Case study: Hallmark
It’s the UK’s mostwatched drama channel and the fifth most-watched digital channel overall after Sky One, E4, ITV2, and UK Gold. And after ITV1 and BBC1 it boasts the most loyal audiences in UK television.
Yet, four-year-old Hallmark has to work hard to get on to a media buyer’s schedule.
Some put this down to the fact that it doesn’t have a clear brand identity, with many associating it more readily with schmaltzy soft-focus cards.
Others put it down to the fact that media buyers are just not drawn to schmaltzy soft-focus TV.
Bring on the dancing girls. A troupe of West End and Broadway performers have been accompanying director of sales Mark Taylor on agency rounds.
Described by one media director as a wholly embarrassing experience, he at least admitted that it pushed the channel to the front of minds.
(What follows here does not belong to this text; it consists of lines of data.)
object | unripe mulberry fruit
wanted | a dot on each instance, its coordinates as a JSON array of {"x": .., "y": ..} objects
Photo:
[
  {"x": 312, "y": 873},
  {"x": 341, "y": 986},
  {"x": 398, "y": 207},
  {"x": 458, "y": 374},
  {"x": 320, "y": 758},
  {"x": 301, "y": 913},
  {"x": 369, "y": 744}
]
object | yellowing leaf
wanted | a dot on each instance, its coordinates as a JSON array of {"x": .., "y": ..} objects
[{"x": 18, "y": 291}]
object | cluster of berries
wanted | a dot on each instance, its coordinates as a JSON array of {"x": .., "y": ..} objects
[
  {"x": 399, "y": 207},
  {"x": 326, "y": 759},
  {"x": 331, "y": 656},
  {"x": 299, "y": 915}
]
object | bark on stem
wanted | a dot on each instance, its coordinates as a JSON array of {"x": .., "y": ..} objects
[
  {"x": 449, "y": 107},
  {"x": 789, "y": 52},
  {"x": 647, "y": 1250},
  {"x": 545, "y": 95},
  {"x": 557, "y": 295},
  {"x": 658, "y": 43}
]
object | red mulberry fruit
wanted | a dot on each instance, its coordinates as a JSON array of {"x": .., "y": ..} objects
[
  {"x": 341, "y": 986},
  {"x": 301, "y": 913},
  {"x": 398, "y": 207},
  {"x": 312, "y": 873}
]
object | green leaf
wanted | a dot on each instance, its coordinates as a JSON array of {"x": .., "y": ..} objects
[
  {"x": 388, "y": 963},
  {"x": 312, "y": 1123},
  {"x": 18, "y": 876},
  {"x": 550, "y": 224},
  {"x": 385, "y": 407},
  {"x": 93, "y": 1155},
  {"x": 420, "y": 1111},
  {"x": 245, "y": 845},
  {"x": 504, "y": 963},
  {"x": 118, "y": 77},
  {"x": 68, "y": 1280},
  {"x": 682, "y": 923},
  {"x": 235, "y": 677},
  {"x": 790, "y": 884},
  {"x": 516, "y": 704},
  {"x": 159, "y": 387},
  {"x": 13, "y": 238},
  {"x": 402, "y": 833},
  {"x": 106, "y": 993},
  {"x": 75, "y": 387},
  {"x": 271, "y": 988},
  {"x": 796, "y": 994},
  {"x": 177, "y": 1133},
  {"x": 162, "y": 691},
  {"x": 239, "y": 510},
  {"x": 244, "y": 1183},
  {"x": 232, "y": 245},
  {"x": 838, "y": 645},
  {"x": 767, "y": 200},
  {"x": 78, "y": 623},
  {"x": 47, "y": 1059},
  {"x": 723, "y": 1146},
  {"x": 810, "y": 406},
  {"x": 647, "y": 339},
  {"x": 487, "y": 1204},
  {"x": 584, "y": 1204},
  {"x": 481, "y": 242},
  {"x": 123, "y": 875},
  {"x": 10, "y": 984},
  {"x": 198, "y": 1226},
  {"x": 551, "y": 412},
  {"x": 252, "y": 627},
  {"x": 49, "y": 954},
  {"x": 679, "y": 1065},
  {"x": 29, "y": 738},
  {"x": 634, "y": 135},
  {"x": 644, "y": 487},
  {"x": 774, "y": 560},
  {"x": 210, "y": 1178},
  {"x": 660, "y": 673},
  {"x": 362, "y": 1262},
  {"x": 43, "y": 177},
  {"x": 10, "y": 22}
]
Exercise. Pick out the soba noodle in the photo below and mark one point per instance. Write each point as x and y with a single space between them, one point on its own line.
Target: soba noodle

“It shows that we give a damn, and that we made an effort – it’s well-intentioned frivolity,” says marketing director Matt Woods.
And there’s a serious message.
“We provide an exceptionally loyal audience of mature, over-30s, discerning viewers with a female bias,” says Woods. “The fact is that no one provides better daytime TV than us. It’s an environment that can make your product look good.”